No-one in medical research seems to be addressing this effectively. A few are tinkering around the edge of the issue and for some, the idea that we are not gathering the right evidence, is like voicing heresy.

Cancer clinical trials are focussed on some measure of survival or tumour response to treatment. The so-called ‘gold standard’ measure of Overall Survival becomes difficult when a treatment is one of a succession of different therapies. A wide range of surrogate measures are used as a substitute. These are often dependent on some degree of investigator interpretation so are inherently unreliable, a factor which it is convenient to forget.  Side effects of treatment are an important issue and these are reported too, usually using an investigator applied judgement of severity against the CTCAE standards.

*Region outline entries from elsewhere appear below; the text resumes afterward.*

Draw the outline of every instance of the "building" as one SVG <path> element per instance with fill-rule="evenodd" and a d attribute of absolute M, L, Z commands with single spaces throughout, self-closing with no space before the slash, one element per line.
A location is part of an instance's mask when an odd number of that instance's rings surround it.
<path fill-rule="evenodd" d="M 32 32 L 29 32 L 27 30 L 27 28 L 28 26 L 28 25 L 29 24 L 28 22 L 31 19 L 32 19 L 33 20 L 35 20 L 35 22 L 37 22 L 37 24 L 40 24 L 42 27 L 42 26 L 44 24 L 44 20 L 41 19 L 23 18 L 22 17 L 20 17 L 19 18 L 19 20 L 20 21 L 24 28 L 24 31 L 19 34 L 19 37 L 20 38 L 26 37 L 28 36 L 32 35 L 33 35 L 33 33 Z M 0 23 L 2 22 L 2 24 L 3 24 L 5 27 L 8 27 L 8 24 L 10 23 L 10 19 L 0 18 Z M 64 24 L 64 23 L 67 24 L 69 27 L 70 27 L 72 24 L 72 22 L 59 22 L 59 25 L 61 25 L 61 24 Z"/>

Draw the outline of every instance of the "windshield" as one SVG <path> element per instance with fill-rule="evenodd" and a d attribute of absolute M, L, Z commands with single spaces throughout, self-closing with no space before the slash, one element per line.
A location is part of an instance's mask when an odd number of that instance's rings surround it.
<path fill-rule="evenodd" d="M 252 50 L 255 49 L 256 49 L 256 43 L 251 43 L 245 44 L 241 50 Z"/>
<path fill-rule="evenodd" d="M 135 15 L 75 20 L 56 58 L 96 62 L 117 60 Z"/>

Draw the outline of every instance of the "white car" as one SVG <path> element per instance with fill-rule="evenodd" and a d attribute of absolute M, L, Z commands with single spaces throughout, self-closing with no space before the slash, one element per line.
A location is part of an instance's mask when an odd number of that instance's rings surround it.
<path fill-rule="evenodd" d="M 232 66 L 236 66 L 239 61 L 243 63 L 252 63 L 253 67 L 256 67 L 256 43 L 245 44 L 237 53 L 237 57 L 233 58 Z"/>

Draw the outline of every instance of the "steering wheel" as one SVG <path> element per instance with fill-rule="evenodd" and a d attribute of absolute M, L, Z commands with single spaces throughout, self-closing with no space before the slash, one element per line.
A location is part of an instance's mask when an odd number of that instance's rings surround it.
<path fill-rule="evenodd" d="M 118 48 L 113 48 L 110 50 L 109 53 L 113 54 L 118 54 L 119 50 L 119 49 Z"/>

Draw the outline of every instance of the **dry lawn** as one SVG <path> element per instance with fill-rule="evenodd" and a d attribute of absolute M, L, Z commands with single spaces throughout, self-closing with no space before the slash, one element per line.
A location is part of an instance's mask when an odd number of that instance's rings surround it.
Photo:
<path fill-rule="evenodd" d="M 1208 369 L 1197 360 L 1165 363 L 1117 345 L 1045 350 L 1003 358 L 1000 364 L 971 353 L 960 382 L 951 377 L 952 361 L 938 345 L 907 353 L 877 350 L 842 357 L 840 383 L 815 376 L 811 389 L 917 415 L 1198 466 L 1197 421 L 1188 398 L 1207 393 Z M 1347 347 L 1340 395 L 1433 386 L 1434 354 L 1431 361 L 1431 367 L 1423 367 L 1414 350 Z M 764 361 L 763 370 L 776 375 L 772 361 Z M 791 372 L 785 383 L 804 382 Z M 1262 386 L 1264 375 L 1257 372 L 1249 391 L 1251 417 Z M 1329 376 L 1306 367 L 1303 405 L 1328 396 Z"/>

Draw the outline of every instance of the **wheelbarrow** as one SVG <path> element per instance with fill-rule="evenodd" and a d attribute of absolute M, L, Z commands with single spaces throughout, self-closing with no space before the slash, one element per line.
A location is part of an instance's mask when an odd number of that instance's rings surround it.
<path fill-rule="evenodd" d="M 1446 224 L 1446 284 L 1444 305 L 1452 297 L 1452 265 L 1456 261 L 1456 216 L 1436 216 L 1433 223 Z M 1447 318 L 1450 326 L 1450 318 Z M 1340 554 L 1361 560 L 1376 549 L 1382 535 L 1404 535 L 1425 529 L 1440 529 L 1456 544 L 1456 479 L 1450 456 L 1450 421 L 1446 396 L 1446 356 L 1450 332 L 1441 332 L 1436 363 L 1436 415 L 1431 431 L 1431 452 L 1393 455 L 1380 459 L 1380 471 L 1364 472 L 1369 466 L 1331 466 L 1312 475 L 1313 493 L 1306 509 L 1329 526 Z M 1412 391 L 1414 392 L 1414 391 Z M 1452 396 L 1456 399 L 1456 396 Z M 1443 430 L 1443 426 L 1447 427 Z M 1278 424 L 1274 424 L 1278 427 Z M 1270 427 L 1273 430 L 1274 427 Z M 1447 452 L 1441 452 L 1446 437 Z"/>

All this is a focus on objective measurement of the disease and the effect the treatment has on the disease. No-one is denying that this is important but where are the measures focussed on the patients themselves and the effect on them, their subjective reporting.

This is what patient advocates have been pursuing with their regulatory campaigns which the EBM stalwarts claim ignore the evidence-base. The advocates have an evidence-base in patient stories and anecdotes, but it is not one which they are in a position to measure, the professionals are not measuring it and have been ignoring it for more than twenty years.  So the EBM complainants, writing stridently about patient advocates not playing their game, would do well to look at themselves and their colleagues.

Are they asking all the right questions: are they gathering all the right evidence?

There is a side issue here about patient involvement. It is an issue which patient involvement cannot easily address and could be used as an excuse for inaction. Untrained involved patients do not necessarily see this ‘right evidence’ issue, they are often overwhelmed with understanding the planned outcomes and endpoints in a study. This assumes, of course, that they are consulted at a timepoint when they can actually input such ideas.

The second side issue is that we have much better ‘big data’ now than we have ever had. The ability to look at clinical practice across years, aggregating the experience of thousands of patients, means that retrospective analysis can provide valuable information and new insights. The question is, are we asking all the right questions in these analyses if the right questions were not asked when the data was being first gathered?

So the challenge for the data analysts is not to turn EBM into a self-justifying paralysis of ideas which ignores the patient?